Weekend Reading

There are many good articles this weekend. Here are a few:
The Quiet Coup” by Simon Johnson
Now the Long Run Looks Riskier, Too” by Mark Hulbert
It Pays to Understand the Mind-Set” by Robert Shiller
America’s liberals lay into Obama” by Edward Luce
Stocks Through a Wide-Angle Lens” by Lawrence C. Strauss
Money quote from the last article:

Now, while corporate-credit markets remain firmer than they were at their 2008 worst levels, debt values have backed up a bit without the close attention of equity markets. Bank-issued debt, in particular, has eroded in value without gaining much attention.
As a result, once again (nominally) high-grade corporate bonds are looking rather attractive by several measures.
J.P. Morgan Chase credit analyst Eric Beinstein last week noted that the high-grade bond benchmark is pricing in “a default rate of about 45%” over the next 10 years — and 10 years is the average life of the bonds in the index.
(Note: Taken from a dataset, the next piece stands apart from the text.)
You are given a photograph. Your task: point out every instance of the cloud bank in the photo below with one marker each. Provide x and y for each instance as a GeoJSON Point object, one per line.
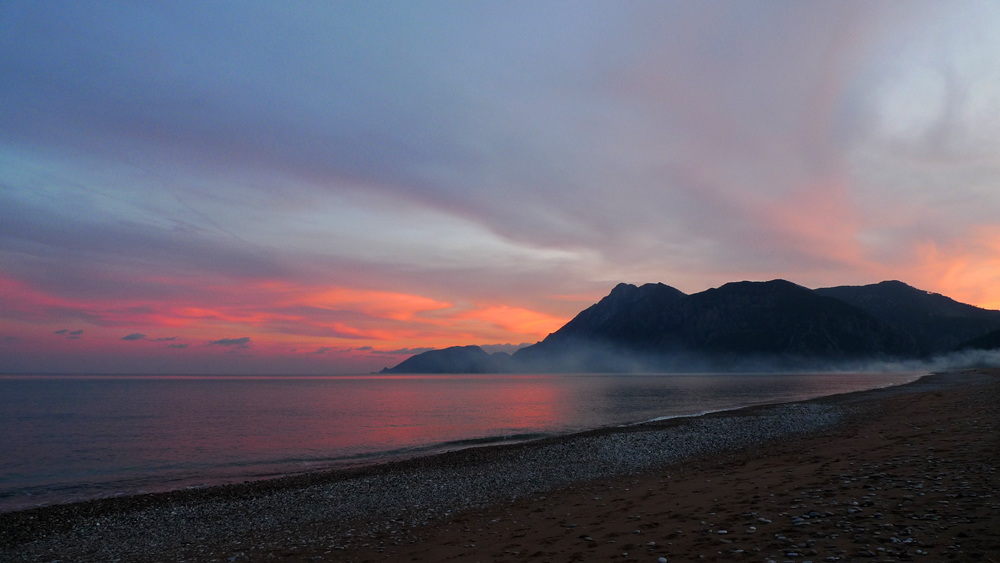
{"type": "Point", "coordinates": [408, 177]}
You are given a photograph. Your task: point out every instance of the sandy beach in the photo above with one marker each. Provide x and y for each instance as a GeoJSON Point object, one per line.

He says this means a hypothetical investor could buy the components of the index, funding the purchase at the London Interbank Offered Rate, watch 45% of the bonds go bust, then recover only 20% of face value, and still break even for the decade.
The worst 10-year default rate for high-grade debt since 1980, he says, was 5%, implying the market is building in truly cataclysmic credit losses, in part because liquidity in this market remains so scarce.
This is an extended way of illustrating that — outside the ultra-high-quality slice of the market — corporate debt now should reward prudent risk-taking.